Indigenous household structures and ABS definitions of the family: What happens when systems collide, and does it matter?

Author/editor: Morphy, F
Year published: 2004
Issue no.: 26

Abstract

In August 2001 three CAEPR researchers, each based in a different community, observed the conduct of the national Census in the Northern Territory and Cape York Peninsula. The purposes of this research were twofold: to evaluate the ABS’s Indigenous Enumeration Strategy as it was applied in this particular context, and to assess the quality of the data that were collected. This paper, based on research in a remote Northern Territory outstation community, focuses on the questions that were designed to elicit information about household structure.

The data collected in the census are a vital tool for the formulation of policy across a very broad range of issues. Pursuing the red herring of forcing Indigenous families and households into mainstream categories is a waste of time and effort, and diverts attention from the significant underlying issues. If the quantifiable population characteristics of Indigenous Australians are to emerge clearly from census data, the questions on the Indigenous form need to be as culturally neutral as possible, in order to minimise misunderstanding on the part of the Indigenous interviewers and respondents.

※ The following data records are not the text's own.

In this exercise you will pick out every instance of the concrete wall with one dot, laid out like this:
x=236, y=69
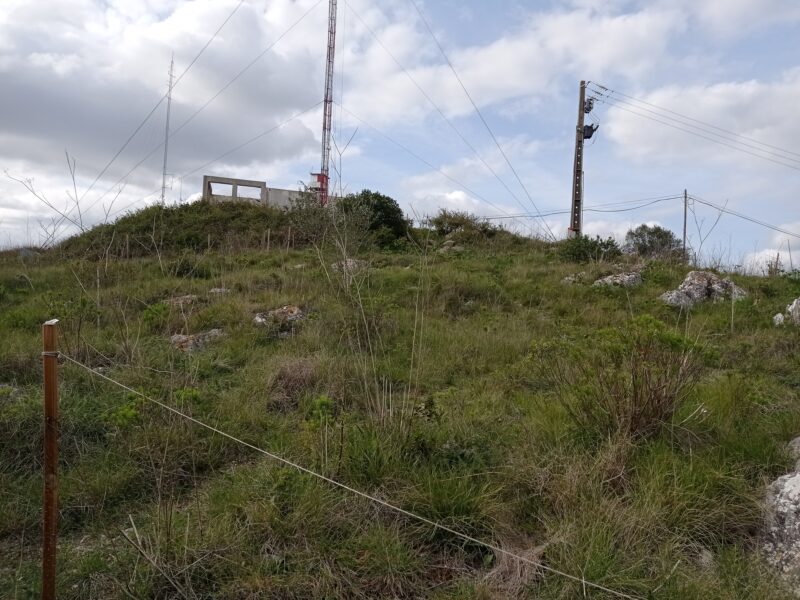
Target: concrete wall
x=276, y=197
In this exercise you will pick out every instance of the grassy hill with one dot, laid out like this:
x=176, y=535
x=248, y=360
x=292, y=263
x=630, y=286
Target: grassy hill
x=594, y=430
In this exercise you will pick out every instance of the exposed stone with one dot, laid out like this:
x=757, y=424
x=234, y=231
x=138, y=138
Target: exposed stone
x=348, y=268
x=575, y=278
x=782, y=538
x=629, y=279
x=181, y=300
x=700, y=286
x=285, y=314
x=189, y=343
x=793, y=311
x=350, y=265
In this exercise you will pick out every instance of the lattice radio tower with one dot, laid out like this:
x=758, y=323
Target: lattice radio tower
x=323, y=177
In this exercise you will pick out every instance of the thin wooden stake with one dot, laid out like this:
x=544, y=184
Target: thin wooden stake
x=50, y=509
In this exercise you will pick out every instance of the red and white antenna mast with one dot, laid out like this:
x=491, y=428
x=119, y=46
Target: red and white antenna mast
x=323, y=177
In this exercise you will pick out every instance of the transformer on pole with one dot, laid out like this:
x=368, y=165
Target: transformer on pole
x=582, y=132
x=323, y=177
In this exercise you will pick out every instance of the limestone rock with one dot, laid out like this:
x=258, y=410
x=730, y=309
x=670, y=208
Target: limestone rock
x=350, y=265
x=190, y=343
x=450, y=246
x=348, y=268
x=181, y=300
x=700, y=286
x=630, y=279
x=285, y=314
x=793, y=311
x=575, y=278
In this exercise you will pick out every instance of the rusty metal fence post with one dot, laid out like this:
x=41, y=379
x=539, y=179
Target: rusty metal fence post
x=50, y=512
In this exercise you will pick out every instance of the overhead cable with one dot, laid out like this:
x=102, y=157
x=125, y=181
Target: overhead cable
x=394, y=508
x=478, y=111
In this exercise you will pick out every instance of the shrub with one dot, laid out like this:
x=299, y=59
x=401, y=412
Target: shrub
x=448, y=222
x=652, y=241
x=387, y=223
x=628, y=381
x=582, y=248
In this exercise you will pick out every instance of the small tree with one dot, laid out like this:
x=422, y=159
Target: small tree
x=652, y=241
x=387, y=223
x=582, y=248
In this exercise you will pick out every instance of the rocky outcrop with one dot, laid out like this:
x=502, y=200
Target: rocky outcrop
x=793, y=311
x=197, y=341
x=792, y=315
x=449, y=246
x=181, y=300
x=630, y=279
x=285, y=314
x=701, y=286
x=575, y=278
x=348, y=268
x=782, y=536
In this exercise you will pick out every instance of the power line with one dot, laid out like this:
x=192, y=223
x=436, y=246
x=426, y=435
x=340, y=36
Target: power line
x=603, y=90
x=601, y=208
x=424, y=161
x=695, y=133
x=209, y=101
x=352, y=490
x=436, y=107
x=478, y=111
x=246, y=68
x=153, y=110
x=734, y=213
x=228, y=152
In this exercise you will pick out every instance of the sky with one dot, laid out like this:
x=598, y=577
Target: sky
x=691, y=94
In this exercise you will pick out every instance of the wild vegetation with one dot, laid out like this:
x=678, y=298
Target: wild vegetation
x=591, y=429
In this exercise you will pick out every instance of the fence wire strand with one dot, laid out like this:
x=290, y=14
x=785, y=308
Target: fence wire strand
x=355, y=491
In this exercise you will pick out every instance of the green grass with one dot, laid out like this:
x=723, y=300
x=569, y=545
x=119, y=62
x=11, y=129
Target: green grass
x=424, y=384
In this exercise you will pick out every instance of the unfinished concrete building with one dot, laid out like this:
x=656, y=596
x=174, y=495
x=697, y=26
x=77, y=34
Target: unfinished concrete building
x=266, y=196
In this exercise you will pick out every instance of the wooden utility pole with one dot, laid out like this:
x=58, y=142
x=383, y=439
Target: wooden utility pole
x=685, y=211
x=576, y=219
x=50, y=508
x=166, y=134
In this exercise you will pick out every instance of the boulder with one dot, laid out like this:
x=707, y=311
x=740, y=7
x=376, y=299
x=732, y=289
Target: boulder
x=348, y=268
x=350, y=265
x=782, y=537
x=285, y=314
x=793, y=311
x=574, y=278
x=181, y=300
x=700, y=286
x=629, y=279
x=190, y=343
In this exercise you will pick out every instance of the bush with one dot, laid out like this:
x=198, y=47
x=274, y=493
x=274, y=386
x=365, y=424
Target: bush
x=652, y=241
x=584, y=249
x=629, y=381
x=387, y=223
x=448, y=222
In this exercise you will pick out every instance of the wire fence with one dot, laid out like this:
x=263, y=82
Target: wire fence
x=394, y=508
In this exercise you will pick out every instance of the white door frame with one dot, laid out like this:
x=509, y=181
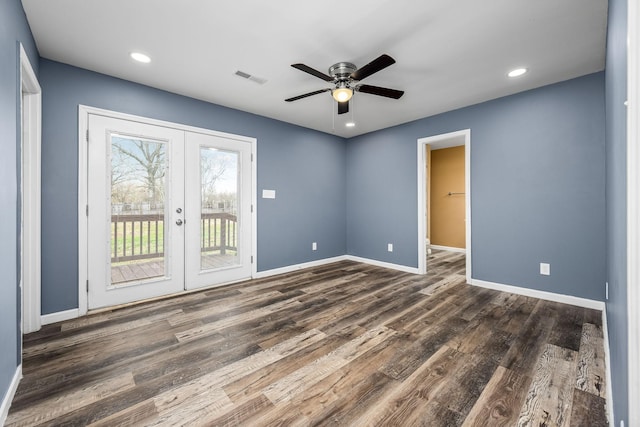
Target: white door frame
x=633, y=209
x=422, y=218
x=31, y=110
x=83, y=127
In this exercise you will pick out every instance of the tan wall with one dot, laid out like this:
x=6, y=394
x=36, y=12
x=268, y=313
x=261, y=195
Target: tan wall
x=447, y=217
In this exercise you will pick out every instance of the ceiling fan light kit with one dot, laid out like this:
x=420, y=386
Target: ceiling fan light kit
x=344, y=75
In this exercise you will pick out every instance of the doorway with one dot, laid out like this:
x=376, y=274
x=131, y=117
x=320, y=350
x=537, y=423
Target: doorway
x=168, y=209
x=453, y=139
x=30, y=208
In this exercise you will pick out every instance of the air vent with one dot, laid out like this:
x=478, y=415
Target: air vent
x=248, y=76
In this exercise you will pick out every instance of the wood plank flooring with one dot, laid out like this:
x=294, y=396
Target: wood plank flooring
x=340, y=344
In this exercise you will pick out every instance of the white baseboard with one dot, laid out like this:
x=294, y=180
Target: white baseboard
x=549, y=296
x=8, y=397
x=607, y=362
x=59, y=316
x=448, y=248
x=404, y=268
x=291, y=268
x=296, y=267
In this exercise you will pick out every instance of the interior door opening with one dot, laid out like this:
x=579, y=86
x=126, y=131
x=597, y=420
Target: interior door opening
x=452, y=193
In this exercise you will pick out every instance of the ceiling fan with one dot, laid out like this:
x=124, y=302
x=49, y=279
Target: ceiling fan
x=344, y=75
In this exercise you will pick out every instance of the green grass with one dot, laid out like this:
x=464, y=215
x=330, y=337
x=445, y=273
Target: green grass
x=143, y=241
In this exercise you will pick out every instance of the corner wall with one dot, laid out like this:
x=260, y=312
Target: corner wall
x=13, y=31
x=305, y=167
x=616, y=117
x=537, y=188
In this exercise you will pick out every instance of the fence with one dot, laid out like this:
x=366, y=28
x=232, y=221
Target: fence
x=135, y=237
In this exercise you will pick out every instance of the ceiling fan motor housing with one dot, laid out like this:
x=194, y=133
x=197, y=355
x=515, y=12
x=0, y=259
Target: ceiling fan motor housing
x=342, y=71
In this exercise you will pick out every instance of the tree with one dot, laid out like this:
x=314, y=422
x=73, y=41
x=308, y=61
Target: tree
x=134, y=160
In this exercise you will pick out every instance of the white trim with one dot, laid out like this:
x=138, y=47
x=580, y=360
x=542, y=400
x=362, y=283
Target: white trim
x=83, y=126
x=607, y=362
x=383, y=264
x=548, y=296
x=8, y=397
x=448, y=248
x=633, y=210
x=254, y=210
x=296, y=267
x=60, y=316
x=422, y=219
x=31, y=110
x=83, y=201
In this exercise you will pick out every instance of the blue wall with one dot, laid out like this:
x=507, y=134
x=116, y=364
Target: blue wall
x=13, y=30
x=616, y=113
x=537, y=188
x=305, y=167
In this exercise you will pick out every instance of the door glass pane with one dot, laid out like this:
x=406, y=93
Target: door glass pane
x=138, y=169
x=219, y=208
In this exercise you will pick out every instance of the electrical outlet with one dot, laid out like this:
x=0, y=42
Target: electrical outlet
x=545, y=269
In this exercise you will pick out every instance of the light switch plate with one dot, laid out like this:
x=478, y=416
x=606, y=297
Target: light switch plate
x=545, y=269
x=268, y=194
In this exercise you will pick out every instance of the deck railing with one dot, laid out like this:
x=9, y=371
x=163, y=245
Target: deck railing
x=135, y=237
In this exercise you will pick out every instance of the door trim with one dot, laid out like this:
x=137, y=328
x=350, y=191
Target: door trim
x=30, y=262
x=633, y=212
x=83, y=127
x=422, y=164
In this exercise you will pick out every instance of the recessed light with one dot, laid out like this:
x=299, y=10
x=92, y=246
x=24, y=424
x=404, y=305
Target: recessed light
x=517, y=72
x=140, y=57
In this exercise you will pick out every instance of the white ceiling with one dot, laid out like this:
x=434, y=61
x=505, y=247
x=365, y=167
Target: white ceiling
x=449, y=53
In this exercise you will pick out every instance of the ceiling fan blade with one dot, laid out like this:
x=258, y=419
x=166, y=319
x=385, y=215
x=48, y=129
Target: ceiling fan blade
x=315, y=92
x=343, y=107
x=313, y=72
x=380, y=91
x=381, y=62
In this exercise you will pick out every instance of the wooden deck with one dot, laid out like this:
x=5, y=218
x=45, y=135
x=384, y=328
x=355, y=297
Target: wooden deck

The designers of the census need to step back from the questions on household structure, and decide precisely what information they wish to elicit. Is it information primarily about family structure, or about the size, age distribution, gender composition, and dependency structures of households? If it is decided that the latter data are the most important, one possibility which would sit more comfortably with the Indigenous facts, would be to add a new type of household to the ABS list—the extended family household.